Regelung wurde schon vor 16 Jahren abgeschafft

Nun ist es so, dass die Münchner Verkehrsgesellschaft (MVG), zuständig für 771 "Fahrtreppen", wie es korrekt heißt, die Regelung schon vor 16 Jahren abgeschafft hat. Was die Leute nicht weiter kümmert - haben sie schließlich immer schon so gemacht. Und so hat ein kleiner blauer Aufkleber vergangene Woche im Netz und in den Medien eine große Empörung hervorgerufen. "Links und rechts stehen, nicht gehen!", ist darauf zu lesen.
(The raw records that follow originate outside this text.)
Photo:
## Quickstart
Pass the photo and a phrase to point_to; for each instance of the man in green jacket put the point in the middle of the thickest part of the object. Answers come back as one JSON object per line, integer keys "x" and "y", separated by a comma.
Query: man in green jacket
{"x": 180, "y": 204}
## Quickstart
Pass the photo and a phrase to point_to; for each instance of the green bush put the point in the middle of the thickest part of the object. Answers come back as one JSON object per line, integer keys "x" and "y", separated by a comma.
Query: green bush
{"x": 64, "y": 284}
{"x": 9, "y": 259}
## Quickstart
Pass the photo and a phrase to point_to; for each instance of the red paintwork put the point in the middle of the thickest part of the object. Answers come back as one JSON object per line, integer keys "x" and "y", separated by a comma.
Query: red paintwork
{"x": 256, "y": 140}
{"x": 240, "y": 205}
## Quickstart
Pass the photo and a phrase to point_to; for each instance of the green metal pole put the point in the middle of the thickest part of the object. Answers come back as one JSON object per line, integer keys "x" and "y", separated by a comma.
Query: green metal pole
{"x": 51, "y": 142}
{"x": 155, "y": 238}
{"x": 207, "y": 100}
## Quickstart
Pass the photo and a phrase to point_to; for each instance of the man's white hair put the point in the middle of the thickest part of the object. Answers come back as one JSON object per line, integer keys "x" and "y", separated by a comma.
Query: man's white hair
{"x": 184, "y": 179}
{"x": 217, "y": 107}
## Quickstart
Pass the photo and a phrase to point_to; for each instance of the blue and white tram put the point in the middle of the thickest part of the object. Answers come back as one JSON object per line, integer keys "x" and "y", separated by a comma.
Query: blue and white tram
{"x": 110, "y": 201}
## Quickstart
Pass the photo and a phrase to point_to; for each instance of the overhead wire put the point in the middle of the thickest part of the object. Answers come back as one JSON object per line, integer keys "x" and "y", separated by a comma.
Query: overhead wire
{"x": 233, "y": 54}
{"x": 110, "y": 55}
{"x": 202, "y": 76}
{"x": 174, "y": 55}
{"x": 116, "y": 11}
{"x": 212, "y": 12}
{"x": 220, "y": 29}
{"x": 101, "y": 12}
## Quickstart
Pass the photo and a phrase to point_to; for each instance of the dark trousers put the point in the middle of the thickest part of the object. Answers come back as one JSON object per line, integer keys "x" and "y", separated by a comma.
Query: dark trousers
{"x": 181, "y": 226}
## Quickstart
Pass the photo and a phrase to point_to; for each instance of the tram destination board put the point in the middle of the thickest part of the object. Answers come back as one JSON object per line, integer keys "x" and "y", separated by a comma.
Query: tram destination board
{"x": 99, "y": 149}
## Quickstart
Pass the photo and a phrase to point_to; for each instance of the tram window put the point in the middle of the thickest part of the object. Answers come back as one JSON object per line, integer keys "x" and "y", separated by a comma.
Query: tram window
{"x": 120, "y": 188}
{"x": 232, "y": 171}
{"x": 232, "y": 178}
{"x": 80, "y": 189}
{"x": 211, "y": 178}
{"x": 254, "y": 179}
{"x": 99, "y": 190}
Und, als Motivation: "Helfen Sie mit, damit es für alle schneller geht." Der Aufkleber pappt zwischen den Handläufen an den beiden Rolltreppen in der Mitte des Bahnsteigs der U-Bahn-Linien 1 und 2 am Hauptbahnhof. Denn bis zum September sind die Rolltreppen am Übergang von der U1/U2 zur U4/U5 gesperrt, sie werden erneuert. In der Zeit müssen Fahrgäste, die umsteigen wollen, einen Umweg über das Sperrengeschoss nehmen. Es könnte also zu den Stoßzeiten etwas voller werden auf den Ersatzrolltreppen als sonst.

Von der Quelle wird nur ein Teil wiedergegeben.